Des messages de soutien à l’artiste ont également été publiés par des Camerounais saluant une artiste "humaine révoltée et frustrée par la barbarie orchestrée par la France durant la colonisation".

"La force de l’art est aussi dans cette capacité à faire débat"

Dans un entretien accordé à la rédaction des Observateurs de France 24, Sylvie Blocher a de son côté estimé avoir réussi son pari, en déclenchant un débat sur "la mémoire" dans le pays.
 
Il faut remettre les choses dans leur contexte. J’ai été invitée dans le cadre de cette triennale d’art et cette année les thèmes étaient : "l’humain" et les "droits". Je suis déjà venue au Cameroun et je me suis beaucoup renseignée sur l’histoire du pays, et notamment les exactions commises par les militaires français dans le pays avant l’indépendance. Mais mon sentiment c’est que la mémoire autour de cette guerre est interdite.

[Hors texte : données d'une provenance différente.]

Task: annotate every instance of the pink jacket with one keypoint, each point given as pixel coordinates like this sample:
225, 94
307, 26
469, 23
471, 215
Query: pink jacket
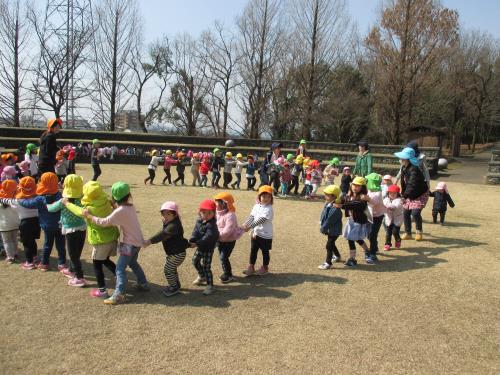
228, 226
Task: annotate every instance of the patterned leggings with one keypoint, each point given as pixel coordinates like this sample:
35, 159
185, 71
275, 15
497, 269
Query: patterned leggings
170, 269
202, 262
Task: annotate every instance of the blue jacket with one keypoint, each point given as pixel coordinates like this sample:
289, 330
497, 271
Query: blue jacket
331, 221
48, 220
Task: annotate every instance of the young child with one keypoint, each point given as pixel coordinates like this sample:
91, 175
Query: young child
377, 211
240, 164
174, 244
131, 240
251, 168
358, 226
393, 216
331, 171
229, 232
153, 164
204, 238
345, 181
261, 223
74, 228
229, 163
441, 200
9, 221
102, 239
331, 225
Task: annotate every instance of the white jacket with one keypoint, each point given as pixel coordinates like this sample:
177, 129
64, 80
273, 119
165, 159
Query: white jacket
394, 214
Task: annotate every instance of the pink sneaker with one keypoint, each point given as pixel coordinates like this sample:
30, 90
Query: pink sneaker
77, 282
27, 266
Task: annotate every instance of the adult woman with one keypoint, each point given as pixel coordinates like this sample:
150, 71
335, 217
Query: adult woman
364, 161
414, 190
48, 146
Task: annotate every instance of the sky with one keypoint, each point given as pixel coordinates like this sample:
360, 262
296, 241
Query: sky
171, 17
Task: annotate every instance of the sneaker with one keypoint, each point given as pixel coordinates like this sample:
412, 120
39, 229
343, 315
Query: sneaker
170, 291
351, 262
407, 236
115, 299
199, 281
209, 289
27, 266
250, 270
97, 293
77, 282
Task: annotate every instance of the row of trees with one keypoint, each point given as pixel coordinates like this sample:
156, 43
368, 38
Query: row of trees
285, 69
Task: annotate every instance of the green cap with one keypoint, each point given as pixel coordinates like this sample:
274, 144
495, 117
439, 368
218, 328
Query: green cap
120, 190
373, 181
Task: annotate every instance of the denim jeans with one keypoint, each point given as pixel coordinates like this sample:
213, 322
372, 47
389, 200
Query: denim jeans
52, 236
128, 258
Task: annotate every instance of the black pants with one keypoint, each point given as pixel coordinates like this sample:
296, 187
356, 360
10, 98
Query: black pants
228, 177
225, 250
417, 217
389, 232
29, 230
377, 223
294, 185
74, 243
331, 249
167, 177
251, 181
442, 214
99, 272
262, 244
152, 175
97, 171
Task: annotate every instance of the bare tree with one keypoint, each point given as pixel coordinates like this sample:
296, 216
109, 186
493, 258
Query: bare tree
13, 36
114, 42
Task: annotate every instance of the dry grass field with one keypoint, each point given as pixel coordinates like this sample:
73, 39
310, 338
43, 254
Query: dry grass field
429, 308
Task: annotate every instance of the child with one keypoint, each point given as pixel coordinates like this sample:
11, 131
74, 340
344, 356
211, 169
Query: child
229, 232
229, 163
358, 225
240, 164
102, 239
345, 181
131, 240
204, 169
204, 238
331, 225
73, 228
9, 221
217, 162
386, 182
377, 211
261, 221
285, 178
251, 168
153, 164
393, 216
441, 200
167, 163
95, 155
331, 171
174, 245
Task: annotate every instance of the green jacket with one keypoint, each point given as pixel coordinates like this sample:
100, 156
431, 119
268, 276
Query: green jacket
364, 164
98, 204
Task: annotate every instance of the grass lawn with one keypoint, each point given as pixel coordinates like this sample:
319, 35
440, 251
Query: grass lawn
430, 307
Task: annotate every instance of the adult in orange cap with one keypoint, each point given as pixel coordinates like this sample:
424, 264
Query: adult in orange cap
48, 146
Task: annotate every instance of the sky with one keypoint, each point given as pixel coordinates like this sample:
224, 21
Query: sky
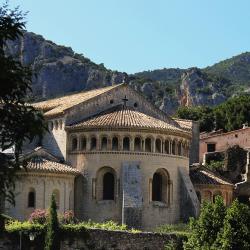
137, 35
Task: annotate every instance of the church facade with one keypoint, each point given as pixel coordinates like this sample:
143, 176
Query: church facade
110, 155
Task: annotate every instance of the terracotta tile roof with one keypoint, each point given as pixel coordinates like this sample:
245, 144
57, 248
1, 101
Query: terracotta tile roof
185, 124
125, 118
41, 164
59, 105
202, 175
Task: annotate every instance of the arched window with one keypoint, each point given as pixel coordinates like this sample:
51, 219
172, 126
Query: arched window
108, 186
32, 198
56, 124
126, 144
148, 147
56, 194
158, 146
157, 187
93, 143
179, 148
83, 143
161, 186
115, 143
137, 144
198, 195
207, 195
74, 144
215, 194
167, 150
104, 143
173, 147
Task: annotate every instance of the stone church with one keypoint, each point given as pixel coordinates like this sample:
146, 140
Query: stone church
110, 154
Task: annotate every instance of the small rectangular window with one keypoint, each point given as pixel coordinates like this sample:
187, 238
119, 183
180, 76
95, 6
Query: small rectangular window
210, 147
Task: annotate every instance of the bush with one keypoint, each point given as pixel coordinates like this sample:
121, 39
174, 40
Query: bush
38, 216
52, 240
68, 218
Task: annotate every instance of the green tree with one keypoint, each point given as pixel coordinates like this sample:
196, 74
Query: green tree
203, 114
205, 230
236, 229
19, 122
52, 241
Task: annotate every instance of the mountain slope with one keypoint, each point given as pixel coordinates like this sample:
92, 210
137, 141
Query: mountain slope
58, 71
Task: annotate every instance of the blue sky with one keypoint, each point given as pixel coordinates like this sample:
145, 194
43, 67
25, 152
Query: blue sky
137, 35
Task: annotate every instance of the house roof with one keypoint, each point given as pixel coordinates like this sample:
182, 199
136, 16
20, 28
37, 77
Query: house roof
59, 105
202, 175
40, 164
124, 117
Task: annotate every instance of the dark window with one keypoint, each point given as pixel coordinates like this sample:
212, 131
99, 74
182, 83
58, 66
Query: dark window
31, 199
158, 146
93, 143
210, 147
167, 147
173, 148
115, 143
83, 143
148, 145
137, 144
157, 187
74, 144
104, 143
108, 186
198, 195
126, 143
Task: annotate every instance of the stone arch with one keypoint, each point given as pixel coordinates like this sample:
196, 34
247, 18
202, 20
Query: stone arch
148, 144
167, 146
207, 195
104, 142
115, 143
56, 125
83, 142
106, 183
161, 186
179, 149
32, 198
138, 143
93, 143
126, 143
173, 147
198, 193
56, 194
158, 145
216, 193
74, 142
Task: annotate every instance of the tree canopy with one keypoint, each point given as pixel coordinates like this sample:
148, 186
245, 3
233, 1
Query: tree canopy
228, 116
19, 122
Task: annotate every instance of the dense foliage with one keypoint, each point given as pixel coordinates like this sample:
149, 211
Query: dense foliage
227, 116
52, 240
219, 227
18, 122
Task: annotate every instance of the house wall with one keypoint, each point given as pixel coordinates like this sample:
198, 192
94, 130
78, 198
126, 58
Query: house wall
153, 213
44, 185
222, 141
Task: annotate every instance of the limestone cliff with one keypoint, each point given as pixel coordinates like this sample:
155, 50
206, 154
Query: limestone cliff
58, 70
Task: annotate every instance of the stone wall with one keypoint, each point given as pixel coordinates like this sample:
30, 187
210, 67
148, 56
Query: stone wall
96, 239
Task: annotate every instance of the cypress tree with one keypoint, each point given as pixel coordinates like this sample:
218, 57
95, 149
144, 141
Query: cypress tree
52, 241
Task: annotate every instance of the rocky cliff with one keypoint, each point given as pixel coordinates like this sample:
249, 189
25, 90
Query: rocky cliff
58, 71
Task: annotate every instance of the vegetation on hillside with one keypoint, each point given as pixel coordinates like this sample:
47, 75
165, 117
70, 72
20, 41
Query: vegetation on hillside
230, 115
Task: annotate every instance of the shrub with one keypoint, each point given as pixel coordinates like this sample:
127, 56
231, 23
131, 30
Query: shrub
52, 235
38, 216
68, 218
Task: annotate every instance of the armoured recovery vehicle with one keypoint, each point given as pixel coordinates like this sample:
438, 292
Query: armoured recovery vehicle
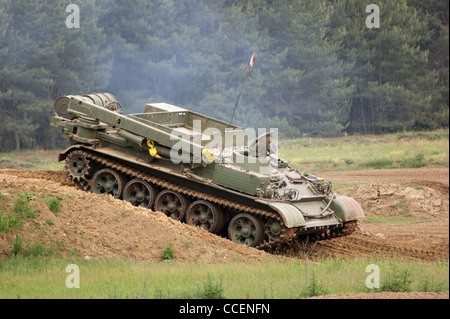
172, 160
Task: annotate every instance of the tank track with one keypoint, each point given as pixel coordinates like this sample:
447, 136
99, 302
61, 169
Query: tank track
287, 234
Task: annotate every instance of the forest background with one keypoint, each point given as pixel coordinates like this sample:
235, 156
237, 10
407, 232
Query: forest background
319, 70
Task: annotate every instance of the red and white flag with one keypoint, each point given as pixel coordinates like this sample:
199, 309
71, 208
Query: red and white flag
252, 60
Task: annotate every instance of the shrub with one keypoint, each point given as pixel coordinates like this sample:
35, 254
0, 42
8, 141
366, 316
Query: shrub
168, 252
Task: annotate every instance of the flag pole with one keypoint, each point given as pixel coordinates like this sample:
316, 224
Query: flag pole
250, 66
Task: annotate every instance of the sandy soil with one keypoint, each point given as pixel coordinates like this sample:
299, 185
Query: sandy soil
407, 210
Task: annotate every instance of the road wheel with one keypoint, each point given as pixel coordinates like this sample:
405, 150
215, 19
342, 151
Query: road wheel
206, 215
246, 229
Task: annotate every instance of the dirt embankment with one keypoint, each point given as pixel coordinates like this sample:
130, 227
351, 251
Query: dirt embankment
101, 227
407, 216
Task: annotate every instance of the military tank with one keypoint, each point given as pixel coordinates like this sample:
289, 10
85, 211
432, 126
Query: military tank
198, 170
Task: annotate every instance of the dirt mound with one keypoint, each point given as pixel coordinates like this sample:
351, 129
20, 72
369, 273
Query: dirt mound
99, 227
407, 215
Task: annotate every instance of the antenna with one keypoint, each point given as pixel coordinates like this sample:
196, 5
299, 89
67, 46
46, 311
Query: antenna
250, 66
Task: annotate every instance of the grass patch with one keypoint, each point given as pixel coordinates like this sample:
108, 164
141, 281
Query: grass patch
28, 159
168, 252
406, 150
44, 277
53, 203
21, 210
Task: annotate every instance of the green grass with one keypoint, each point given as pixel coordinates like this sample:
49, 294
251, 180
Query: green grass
41, 277
26, 159
21, 210
405, 150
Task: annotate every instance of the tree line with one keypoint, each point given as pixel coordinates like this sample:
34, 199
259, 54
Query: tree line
319, 70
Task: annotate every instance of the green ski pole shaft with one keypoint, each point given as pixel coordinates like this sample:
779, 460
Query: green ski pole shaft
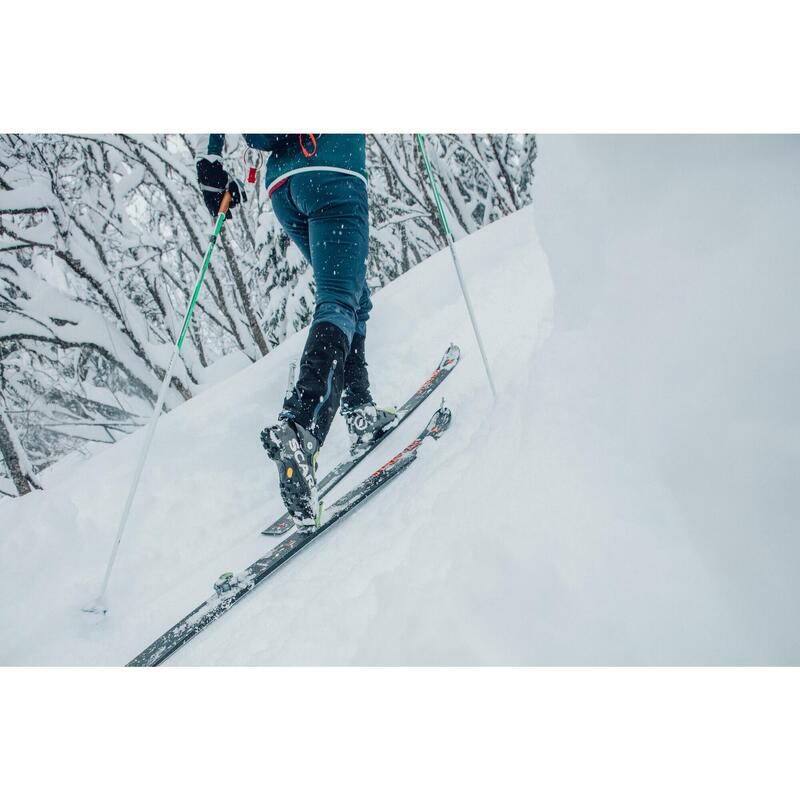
451, 243
99, 605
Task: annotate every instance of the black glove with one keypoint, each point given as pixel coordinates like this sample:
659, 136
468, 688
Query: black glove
214, 182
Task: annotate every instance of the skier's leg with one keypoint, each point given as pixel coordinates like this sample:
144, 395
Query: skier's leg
292, 220
365, 421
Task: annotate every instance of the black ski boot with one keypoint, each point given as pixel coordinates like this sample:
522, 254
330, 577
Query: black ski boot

Par ailleurs, mon travail est hanté par la question de savoir comment un pays ou un peuple peut se reconstruire sans avoir reçu d’excuses de ceux qui l’ont violenté. Avec cette statue, je voulais poser la question des "excuses" françaises et donc par la même occasion celle de la mémoire. En ce sens, je pense avoir le même combat qu’Essama. Je l’avais d’ailleurs invité à l’inauguration de mon œuvre et je lui ai rendu visite en prison après son arrestation, mardi. Je m’étonne donc de sa violence à mon égard. Reste que, dans tous les cas, cette œuvre soulève des questions et des divisions dans la société camerounaise. La force de l’art est aussi dans cette capacité à faire débat.

"Un zèle excessif qui frise le mépris du peuple camerounais"

André Blaise Essama a répondu à la rédaction des Observateurs de France le 9 décembre. Nous publions sa réponse ci-dessous:
 
En Afrique, notamment au Cameroun, on ne présente jamais d'excuses publiques sur les places. L'artiste Blocher [...] s'auto-glorifie dans un zèle excessif qui frise le mépris du peuple camerounais. En matière de réciprocité, le Cameroun ne bénéficiera jamais d'exposer sur une place à forte concentration de passants [en France] une géante photo d'un de ses artistes inconnus des Français et prétendre servir d'art. Ce genre d'art contemporain est une escroquerie artistique instrumentalisée. La néocolonisation était en marche.